Don't blame this on Pryor or his injured quad suffered two weeks ago against Illinois. The Buckeyes' quarterback may have looked hobbled in the first half. It's hard, though, to get loosened up when you have the ball for only five possessions -- one of them a meaningless snap to end the first half. The quad had nothing to do with Wisconsin being up 14-0 before Ohio State's second possession. The quad had nothing to do with Wisconsin making Ohio State its (rhymes with) witch in that game-defining, will-breaking 19-play drive that took up more than one-third of the first half.
"They lined up toe to toe and beat us," Ohio State middle linebacker Brian Rolle said.
The best Ohio State memory from Saturday should be Pryor, who looked Heisman-like in the second half, using his legs and his arm to maneuver the Buckeyes into position to steal one in Mad Town.
"We're men and this loss doesn't define us as a team," Pryor said. "It doesn't define me, I know that. There's going to be plenty of more cheers and joy. We thought we had the best team."

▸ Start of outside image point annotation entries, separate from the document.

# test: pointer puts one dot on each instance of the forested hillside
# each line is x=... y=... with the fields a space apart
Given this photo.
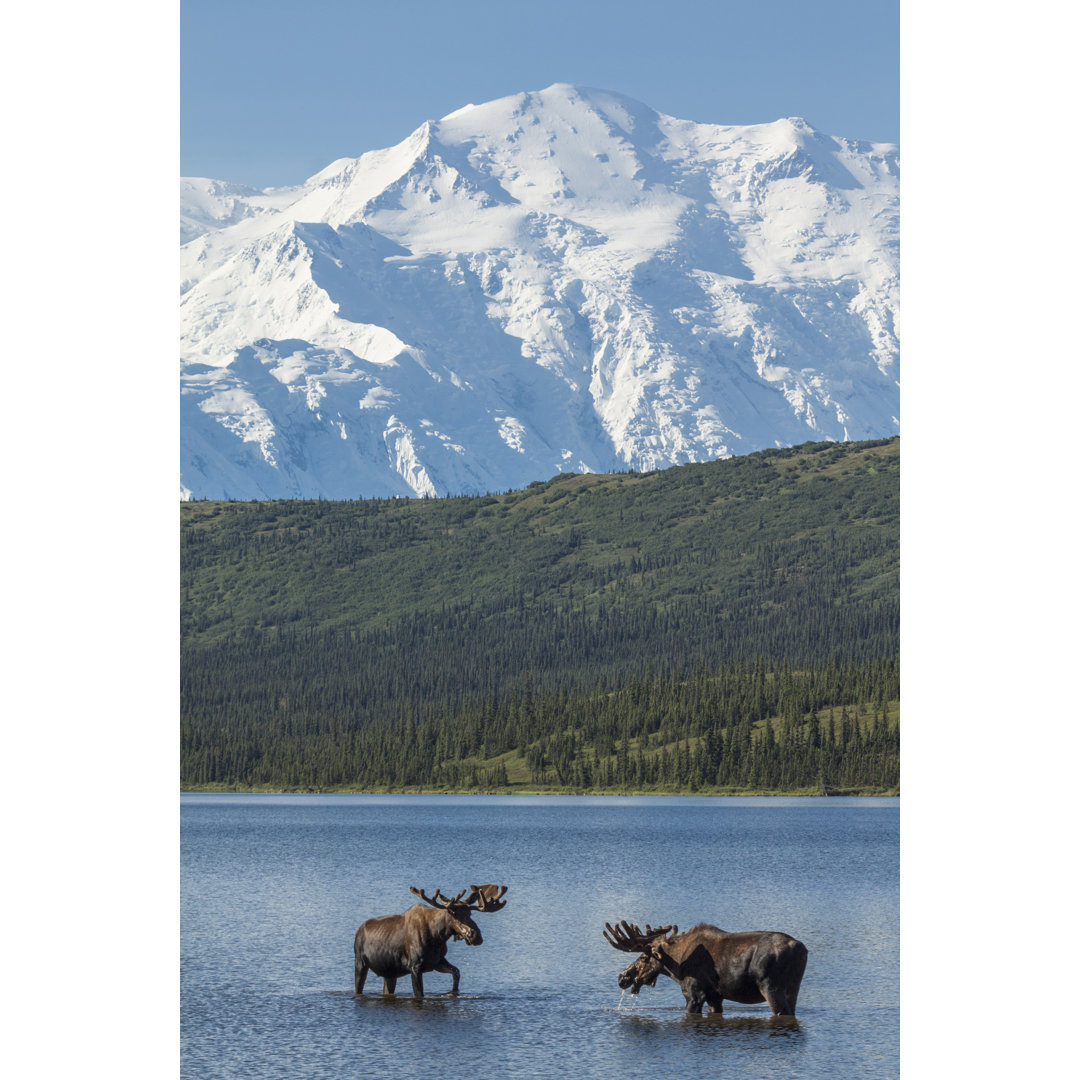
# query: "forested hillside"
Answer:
x=730 y=625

So did a lot of us. The best Jim Tressel team since the 2002 national championship year limped back to Columbus trying to figure out how it got pushed around by a team that it knew would try to push it around.
"Sometimes you have to get kicked in the butt a couple of times," Buckeyes defensive lineman Cameron Heyward said.
Check the rankings Sunday. It may turn out that Ohio State couldn't survive one butt kicking.